Resenha por Maria Fernanda Santos Feitosa em 8 de Setembro de 2022
Publicado por Beatriz Pinheiro Martins
Alguns dizem que o conhecimento é algo que molda sua ética e, para citar Sócrates, “existe apenas um bem: o conhecimento; e um mal: a ignorância”. Por isso, durante anos e anos, desenvolvemos uma tecnologia que pudesse facilitar o acesso rápido a qualquer tipo de informação, o que foi revolucionário para o mundo todo. Além disso, esse fenômeno aprimorou currículos e possibilitou a criação de novos empregos. Todavia, o mundo digital contém diversos conteúdos enganosos e informações falsas e, portanto, as fontes mais confiáveis, mesmo no mundo moderno, são os livros. Com a criação da internet, eles foram extremamente desvalorizados, fato que dificultou a diferenciação entre verossimilhança e conhecimento no mundo contemporâneo.

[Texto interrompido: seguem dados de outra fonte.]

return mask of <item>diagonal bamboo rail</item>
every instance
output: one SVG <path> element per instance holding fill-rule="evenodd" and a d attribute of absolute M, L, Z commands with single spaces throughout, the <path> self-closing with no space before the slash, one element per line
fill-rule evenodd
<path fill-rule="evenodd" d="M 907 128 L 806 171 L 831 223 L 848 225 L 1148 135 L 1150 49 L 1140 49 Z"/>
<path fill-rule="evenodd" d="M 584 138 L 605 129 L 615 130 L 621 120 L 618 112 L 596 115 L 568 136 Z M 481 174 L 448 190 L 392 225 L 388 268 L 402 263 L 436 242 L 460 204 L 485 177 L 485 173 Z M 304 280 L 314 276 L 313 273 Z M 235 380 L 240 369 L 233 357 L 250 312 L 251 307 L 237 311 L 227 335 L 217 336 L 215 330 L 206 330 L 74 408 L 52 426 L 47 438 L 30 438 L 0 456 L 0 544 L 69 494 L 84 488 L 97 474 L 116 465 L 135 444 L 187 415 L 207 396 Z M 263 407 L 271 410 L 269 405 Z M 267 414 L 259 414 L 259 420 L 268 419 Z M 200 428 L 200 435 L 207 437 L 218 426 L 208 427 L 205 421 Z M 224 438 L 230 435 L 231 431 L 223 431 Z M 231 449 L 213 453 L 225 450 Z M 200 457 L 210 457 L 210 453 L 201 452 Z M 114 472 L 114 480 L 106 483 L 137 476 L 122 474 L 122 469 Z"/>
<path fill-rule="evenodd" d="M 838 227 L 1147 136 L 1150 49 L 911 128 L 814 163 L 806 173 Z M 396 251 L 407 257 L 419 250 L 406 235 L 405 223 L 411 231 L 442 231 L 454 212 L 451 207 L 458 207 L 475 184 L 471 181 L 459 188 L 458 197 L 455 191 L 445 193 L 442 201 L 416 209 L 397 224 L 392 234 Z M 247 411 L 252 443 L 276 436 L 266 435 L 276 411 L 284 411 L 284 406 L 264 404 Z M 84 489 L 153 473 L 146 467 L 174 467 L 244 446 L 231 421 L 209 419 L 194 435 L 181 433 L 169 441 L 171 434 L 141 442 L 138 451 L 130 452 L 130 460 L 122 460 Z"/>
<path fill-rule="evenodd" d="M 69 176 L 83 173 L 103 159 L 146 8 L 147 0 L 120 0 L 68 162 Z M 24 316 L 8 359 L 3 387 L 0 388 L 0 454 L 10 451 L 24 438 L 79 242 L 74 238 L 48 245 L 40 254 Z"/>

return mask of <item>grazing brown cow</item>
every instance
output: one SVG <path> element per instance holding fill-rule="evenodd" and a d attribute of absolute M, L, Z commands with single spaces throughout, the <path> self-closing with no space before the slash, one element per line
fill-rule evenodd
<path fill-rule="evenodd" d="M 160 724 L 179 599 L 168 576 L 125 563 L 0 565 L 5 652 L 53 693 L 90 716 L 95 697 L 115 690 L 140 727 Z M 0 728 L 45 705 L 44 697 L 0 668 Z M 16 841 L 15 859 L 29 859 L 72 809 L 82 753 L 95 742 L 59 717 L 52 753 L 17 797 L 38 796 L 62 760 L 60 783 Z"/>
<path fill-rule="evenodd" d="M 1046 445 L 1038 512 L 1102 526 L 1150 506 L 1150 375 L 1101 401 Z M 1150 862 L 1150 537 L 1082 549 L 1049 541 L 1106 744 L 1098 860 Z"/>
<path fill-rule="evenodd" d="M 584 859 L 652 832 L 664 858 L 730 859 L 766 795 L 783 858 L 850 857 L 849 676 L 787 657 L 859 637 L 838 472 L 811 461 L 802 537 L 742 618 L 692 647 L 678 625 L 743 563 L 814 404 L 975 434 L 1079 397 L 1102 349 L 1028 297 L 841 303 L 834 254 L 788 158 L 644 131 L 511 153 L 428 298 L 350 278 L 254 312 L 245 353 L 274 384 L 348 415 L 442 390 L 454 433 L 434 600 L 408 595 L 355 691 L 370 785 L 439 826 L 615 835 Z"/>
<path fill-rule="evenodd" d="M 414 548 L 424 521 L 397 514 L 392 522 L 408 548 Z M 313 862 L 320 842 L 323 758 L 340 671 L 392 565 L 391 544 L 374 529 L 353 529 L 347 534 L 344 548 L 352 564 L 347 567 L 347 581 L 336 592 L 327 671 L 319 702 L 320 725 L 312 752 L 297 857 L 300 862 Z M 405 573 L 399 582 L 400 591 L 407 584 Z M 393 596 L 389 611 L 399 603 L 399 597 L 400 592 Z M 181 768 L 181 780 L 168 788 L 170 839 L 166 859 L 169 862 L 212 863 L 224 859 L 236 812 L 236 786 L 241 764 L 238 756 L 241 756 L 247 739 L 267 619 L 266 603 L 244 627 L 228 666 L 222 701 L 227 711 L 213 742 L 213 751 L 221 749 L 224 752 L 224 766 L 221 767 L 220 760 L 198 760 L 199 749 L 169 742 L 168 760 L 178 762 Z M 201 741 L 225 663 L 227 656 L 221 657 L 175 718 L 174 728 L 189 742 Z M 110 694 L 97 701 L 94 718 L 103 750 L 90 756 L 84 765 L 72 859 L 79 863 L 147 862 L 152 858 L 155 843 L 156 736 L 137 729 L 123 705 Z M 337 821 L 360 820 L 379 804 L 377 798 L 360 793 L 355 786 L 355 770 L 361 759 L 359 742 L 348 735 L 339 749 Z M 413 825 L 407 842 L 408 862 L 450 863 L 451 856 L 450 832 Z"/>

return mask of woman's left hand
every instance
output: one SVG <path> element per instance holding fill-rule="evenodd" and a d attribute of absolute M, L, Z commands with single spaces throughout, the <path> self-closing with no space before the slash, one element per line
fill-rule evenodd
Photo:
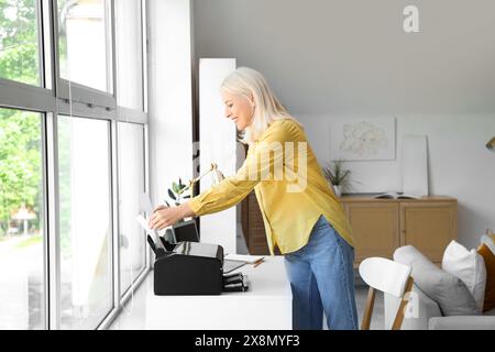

Na nossa sociedade, os indivíduos que escolhem ignorar a leitura não buscam conhecimento como antigamente. Mas e se os livros fossem proibidos na sociedade? Este é o cenário da distopia “Fahrenheit 451”, redigido por Ray Bradbury em um período histórico intenso: a Guerra Fria. Nessa obra, os bombeiros têm um trabalho adverso: atear fogo nos livros. É um tanto quanto chocante e contrastante com a realidade, porém, no livro, possuir e ler livros era considerado um crime. Todos os livros encontrados e conhecimento registrado em papel era queimado, ou seja, em outras palavras, censurado. Assim, vê-se que isso se assemelha à ditadura militar no Brasil.
Ao longo do exemplar, podemos observar que praticamente todo o corpo social distópico não tem interesse na leitura, pois sempre havia sido ensinado a ver livros como ameaças. Desse modo, um livro seria algo terrível para o indivíduo, como diz um trecho da obra: “Lembre-se, os bombeiros raramente são necessários. O próprio público deixou de ler por decisão própria.” A verdade é que o governo, na distopia, não queria que as informações corressem livremente, visto que poderiam criar diversas opiniões distintas e, possivelmente, contrárias ao poder. Além disso, esse efeito poderia resultar em questionamentos e até mesmo revoltas, assim como o filósofo Francis Bacon afirma: “O conhecimento é, em si mesmo, um poder”.
O personagem principal desta obra é Guy Montag, um bombeiro que sempre obedeceu os seus superiores e seguiu as ordens sem questionamentos. Tudo corria bem em sua rotina, até que ele conhece sua nova vizinha, Clarisse, uma adolescente que logo o intriga com suas grandes opiniões e pensamentos perigosos. Ela é capaz de fazer Montag trair os seus próprios ideais e logo ele começa a guardar livros em sua casa. Guy é completamente consumido pela leitura, mergulhando em um mar de conhecimento, algo que nunca havia experimentado antes. As coisas vão água abaixo quando Clarisse desaparece e Montag sabe muito bem o que aconteceria com ela. Afinal de contas, isso era parte de seu trabalho e foi esse pensamento que lhe trouxe raiva, visto que ele não conseguia impedir as autoridades de levá-la. Neste momento, ao seu ver, o governo estava completamente errado ao destruir tamanha cultura, queimando livros.
Seu comportamento mudou e sua esposa logo percebeu. Ela o confrontou sobre a situação, mas Guy não disse nada. Entretanto, ele foi descuidado e sua mulher encontrou seus exemplares, secretos e ilegais. Montag foi delatado por sua parceira e, por isso, teve que fugir. Ao longo de seu caminho e de sua nova vida, o próprio encontrou outros fugitivos que possuíam sabedoria incriminatória. Todos eles o lembraram de Clarisse e, portanto, ele se sentiu em casa.
Ray Bradbury não terminou o livro com um final conclusivo, apenas escreveu “Para quando chegarmos à cidade”, deixando o desfecho aberto à interpretação do leitor. Porém, o que não está a interpretação é a mensagem “chave” da história. A censura imposta pelo governo da distopia é impactante e negativa para uma boa parcela da sociedade e as pessoas não possuíam opiniões próprias, vivendo em uma bolha prestes a estourar a qualquer momento. O conhecimento e a sabedoria moldam o ser humano e, sem eles, a comunidade não tem rumo, ou seja, apenas segue ordens – que podem ser autoritárias – sem as questionar.
A obra é um grande espelho do mundo atual, mesmo sendo escrita em 1953, e muda a perspectiva de muitos leitores ao redor do globo, jovens ou maduros. Ray Bradbury, que vivenciou muitos marcos históricos ao longo de sua vida, trouxe muita riqueza a este livro e, por isso, fez um excelente trabalho escrevendo este clássico, que ainda prospera em meio à literatura atual.